The IBM Integrated Accelerator for AI is more than just a matrix multiply accelerator - it provides optimization and acceleration for a wide set of complex functions commonly found in deep learning and machine learning models. This enables a broader set of functions to be accelerated on the chip.

As of IBM z16, the following operations are supported on the accelerator:

LSTM Activation
GRU Activation
Fused Matrix Multiply, Bias op
Fused Matrix Multiply (w/ broadcast)
Batch Normalization
Fused Convolution, Bias Add, Relu
Max Pool 2D
Average Pool 2D
Softmax
Relu
Tanh
Sigmoid
Add
Subtract
Multiply
Divide
Min
Max
Log

These allow supporting frameworks to target a significantly larger set of operations to the Integrated Accelerator for AI.

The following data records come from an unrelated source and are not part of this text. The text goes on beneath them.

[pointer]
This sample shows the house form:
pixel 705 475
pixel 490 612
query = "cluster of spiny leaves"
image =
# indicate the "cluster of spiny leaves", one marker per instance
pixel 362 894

Using the Integrated Accelerator for AI¶

z16 AIU reference technologies

Depending on your model type, there are a few essential approaches to leveraging the Integrated Accelerator for AI. These capabilities are all available in various IBM product offerings as well as through no-cost channels (such as the IBM Z Container Image Repository).

For deep learning models, such as those created in PyTorch or TensorFlow:

ONNX deep learning models, when compiled using the IBM Z Deep Learning Compiler (onnx-mlir).
- Note that Pytorch, TensorFlow, Apache MXNet and other model types can be easily converted to ONNX.
TensorFlow
- By leveraging ibm-zdnn-plugin, which is a device plug-in for TensorFlow that allows TensorFlow to seamlessly utilize the Integrated Accelerator for AI.

For machine learning models, such as those created in sci-kit learn, XGBoost, or lightGBM:

IBM Snap ML, a machine learning framework that provides optimized training and inference.
- Tree based models such as Random Forest and Boosting Machine are accelerated using the Integrated Accelerator for AI.
- IBM Snap ML provides:
  - Seamless acceleration of scikit-learn applications.
  - Ability to execute lightGBM and XGBoost trained models when converted to JSON, PMML, or ONNX.

For those interested in enhancing frameworks or compilers to use the Integrated Accelerator for AI:

IBM zDNN
- This is the accelerator development library, which is intended for use by those interested in enhancing frameworks or compilers to use the accelerator.

For further details, use the navigation bar on this page to select a 'Featured Frameworks and Technologies' choice.

Each of these are available as standalone packages, free of charge, or embedded within IBM products such as Machine Learning for z/OS and Cloud Pak for Data.